The total U.S. force in Iraq of about 158,000 troops — including about 5,000 special operations troops — is scheduled to drop to about 140,000 by the end of July as two more Army combat brigades leave.
“Nothing I’ve been told leads me to believe that there will be a reduction” in special operations forces in Iraq, “and the door is always open for an increase in demand, so we’re just trying to prepare for that the best we can,” Olson said.
In addition to their role in training Iraqi soldiers and police, U.S. special operations forces perform small-scale raids, long-range reconnaissance and other secretive operations in search of al-Qaida and other terrorist suspects. They also work quietly with Iraqi tribal leaders to undermine the insurgency.
It was the first interview Olson has given since taking the helm at the Special Operations Command last July. He is the first Navy SEAL to hold the post, which has largely been the province of Army generals.
Olson spoke for about 30 minutes in an office he uses when visiting the Pentagon; his headquarters is at MacDill Air Force Base, Fla. Under his command are the elite forces from each of the military services, including Army Green Berets and Rangers, Navy SEALs and Marine and Air Force commandos.
Olson made it clear he is not seeking a bigger role for special operations forces in Iraq. In fact his forces already are so heavily engaged there and Afghanistan that they are unable to fully perform their traditional mission in other parts of the world. To illustrate that point, Olson said that when the 7th Special Forces Group, whose normal area of focus is Latin America, rotates into Afghanistan for seven-month tours, it takes two of its three battalions there, leaving just one in Latin America.
“That leaves us underrepresented” in Latin America, the admiral said.
The situation is similar for special forces units that are designated mainly for Africa and Europe, he said, and to a lesser extent in the Pacific region.

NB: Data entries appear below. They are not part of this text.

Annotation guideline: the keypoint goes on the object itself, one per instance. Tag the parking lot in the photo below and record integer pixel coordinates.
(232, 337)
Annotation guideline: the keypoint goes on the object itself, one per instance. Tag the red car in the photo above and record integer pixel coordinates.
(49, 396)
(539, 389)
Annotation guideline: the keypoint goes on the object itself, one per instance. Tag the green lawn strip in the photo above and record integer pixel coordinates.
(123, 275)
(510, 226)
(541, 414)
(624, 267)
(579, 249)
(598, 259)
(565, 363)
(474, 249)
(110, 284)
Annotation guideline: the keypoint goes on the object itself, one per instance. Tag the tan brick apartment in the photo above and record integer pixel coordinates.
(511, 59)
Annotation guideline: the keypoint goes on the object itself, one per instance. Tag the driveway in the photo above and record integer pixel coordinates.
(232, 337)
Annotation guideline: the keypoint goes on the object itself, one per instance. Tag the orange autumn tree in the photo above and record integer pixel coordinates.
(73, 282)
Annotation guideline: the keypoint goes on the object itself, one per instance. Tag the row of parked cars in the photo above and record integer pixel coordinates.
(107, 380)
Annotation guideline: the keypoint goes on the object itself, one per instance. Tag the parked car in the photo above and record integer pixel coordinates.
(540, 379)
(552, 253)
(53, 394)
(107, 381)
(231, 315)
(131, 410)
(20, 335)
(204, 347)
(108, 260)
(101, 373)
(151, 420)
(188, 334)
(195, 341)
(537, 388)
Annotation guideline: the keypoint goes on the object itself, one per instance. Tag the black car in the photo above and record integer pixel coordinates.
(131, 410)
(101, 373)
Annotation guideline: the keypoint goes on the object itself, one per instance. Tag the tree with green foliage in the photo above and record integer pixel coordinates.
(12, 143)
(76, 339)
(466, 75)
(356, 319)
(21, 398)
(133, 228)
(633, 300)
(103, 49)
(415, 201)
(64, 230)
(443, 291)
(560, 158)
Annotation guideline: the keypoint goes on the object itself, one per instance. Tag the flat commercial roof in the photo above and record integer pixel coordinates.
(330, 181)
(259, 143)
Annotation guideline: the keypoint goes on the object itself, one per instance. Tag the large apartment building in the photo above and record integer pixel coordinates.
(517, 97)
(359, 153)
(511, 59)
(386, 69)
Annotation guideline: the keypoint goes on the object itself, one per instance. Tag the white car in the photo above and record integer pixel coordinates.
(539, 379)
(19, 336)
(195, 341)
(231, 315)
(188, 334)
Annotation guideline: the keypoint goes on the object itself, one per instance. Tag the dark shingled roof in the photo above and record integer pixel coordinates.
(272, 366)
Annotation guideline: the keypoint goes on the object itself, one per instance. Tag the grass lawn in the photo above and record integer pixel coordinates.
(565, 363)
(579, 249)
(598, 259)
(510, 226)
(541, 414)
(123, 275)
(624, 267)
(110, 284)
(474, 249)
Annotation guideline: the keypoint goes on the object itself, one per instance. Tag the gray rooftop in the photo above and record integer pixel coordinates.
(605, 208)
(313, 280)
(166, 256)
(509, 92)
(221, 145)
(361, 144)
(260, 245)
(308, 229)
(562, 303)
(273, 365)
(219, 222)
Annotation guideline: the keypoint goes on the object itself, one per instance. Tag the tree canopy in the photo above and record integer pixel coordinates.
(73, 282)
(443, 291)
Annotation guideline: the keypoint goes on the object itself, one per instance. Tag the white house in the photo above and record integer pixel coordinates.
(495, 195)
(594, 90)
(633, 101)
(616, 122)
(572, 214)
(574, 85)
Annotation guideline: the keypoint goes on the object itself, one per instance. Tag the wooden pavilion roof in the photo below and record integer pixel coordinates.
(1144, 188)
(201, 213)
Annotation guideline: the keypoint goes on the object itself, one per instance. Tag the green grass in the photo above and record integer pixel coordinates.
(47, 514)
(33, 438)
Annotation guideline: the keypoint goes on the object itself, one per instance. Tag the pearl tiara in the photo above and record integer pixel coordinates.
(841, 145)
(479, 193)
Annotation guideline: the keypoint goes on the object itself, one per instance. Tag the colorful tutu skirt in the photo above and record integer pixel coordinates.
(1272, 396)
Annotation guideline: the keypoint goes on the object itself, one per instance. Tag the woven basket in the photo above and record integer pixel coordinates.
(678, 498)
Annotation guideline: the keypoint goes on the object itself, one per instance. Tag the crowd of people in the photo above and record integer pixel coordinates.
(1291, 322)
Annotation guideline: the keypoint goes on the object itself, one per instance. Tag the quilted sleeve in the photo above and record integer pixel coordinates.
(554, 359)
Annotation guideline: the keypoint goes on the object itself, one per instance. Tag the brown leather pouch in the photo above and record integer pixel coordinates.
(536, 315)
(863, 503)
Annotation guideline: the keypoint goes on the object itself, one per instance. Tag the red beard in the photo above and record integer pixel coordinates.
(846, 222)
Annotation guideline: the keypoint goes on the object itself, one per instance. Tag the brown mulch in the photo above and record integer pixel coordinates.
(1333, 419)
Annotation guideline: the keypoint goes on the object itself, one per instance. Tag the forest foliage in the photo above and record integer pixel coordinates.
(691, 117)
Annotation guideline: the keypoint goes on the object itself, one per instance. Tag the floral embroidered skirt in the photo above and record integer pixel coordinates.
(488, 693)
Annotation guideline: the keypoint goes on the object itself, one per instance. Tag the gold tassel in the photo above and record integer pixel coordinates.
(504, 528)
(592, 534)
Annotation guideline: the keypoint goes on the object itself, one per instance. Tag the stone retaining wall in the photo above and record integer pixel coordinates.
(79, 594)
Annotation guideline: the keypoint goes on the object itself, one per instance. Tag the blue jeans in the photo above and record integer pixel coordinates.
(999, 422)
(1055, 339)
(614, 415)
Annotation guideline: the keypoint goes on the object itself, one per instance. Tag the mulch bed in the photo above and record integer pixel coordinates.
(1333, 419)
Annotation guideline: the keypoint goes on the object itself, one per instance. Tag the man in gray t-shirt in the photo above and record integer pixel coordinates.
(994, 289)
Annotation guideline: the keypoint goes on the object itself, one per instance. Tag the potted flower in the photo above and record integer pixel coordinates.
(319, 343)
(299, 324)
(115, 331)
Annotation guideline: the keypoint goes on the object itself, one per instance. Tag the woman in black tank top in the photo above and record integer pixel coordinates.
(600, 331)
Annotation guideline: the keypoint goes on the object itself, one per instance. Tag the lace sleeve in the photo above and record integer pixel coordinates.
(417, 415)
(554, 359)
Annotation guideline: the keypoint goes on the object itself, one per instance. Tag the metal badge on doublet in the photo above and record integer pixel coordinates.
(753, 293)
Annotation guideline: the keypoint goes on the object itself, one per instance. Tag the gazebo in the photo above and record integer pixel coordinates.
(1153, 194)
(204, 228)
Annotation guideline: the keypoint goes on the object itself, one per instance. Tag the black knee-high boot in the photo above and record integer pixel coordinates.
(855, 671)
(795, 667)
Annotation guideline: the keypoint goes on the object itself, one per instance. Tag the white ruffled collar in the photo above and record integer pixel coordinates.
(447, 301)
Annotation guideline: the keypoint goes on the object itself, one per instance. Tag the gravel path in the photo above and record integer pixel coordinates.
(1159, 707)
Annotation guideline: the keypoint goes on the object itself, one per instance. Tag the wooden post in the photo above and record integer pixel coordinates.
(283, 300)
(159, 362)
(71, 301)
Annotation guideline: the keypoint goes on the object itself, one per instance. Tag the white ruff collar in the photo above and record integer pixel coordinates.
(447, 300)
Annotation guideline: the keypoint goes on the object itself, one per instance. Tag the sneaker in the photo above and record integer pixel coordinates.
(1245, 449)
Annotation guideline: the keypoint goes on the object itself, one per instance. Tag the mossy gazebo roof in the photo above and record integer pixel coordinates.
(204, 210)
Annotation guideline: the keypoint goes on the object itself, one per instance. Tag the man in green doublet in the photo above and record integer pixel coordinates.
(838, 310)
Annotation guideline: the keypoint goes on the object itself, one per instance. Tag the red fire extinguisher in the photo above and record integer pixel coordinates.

Since the U.S. invaded Iraq in March 2003, about 80 percent of the overseas deployments of special operations forces have been to the Middle East and Afghanistan, Olson said. That compares with 20-25 percent before Sept. 11, 2001.
“We’re going to fewer countries, staying for shorter periods of time with smaller numbers of people than historically we have done,” he added.
To reverse that trend, Olson is overseeing a substantial increase in the size of his total force. He is authorized by Congress to add five Army Special Forces battalions as well as three Army Ranger companies as part of a total increase of 13,000 troops over five years, starting this year.
“The reason we’re growing is not necessarily to enable us to surge more forces into (Iraq and Afghanistan); it’s really to get us back out into the rest of the world where we have been underrepresented” because of the heavy focus on the two-front war, he said.
There are now about 50,000 people in special operations forces. Olson’s command has seen its budget jump from $2.3 billion in 2001 to $7.3 billion this year, reflecting a conviction among U.S. leaders that heading off another major attack by al-Qaida requires a broad and long-term effort to not only hunt down and kill terrorist leaders but also to undermine support for extremist ideologies.
Olson, a French and Arab speaker who is a decorated veteran of the Somalia conflict in 1993, said he sees no sign that the strain of several years of fighting in Iraq and Afghanistan is taking an excessive psychological toll on his elite forces. The regular Army, on the other hand, has seen a growing number of negative indicators, including a higher suicide rate.
“Our guys are generally older, they’re more stable in their lives — married at a higher rate, and a higher percentage of them have kids — and they’re better trained in general than most of the (other) forces,” he said. “So I don’t think the stress on the force affects us in the same way that it does other forces.”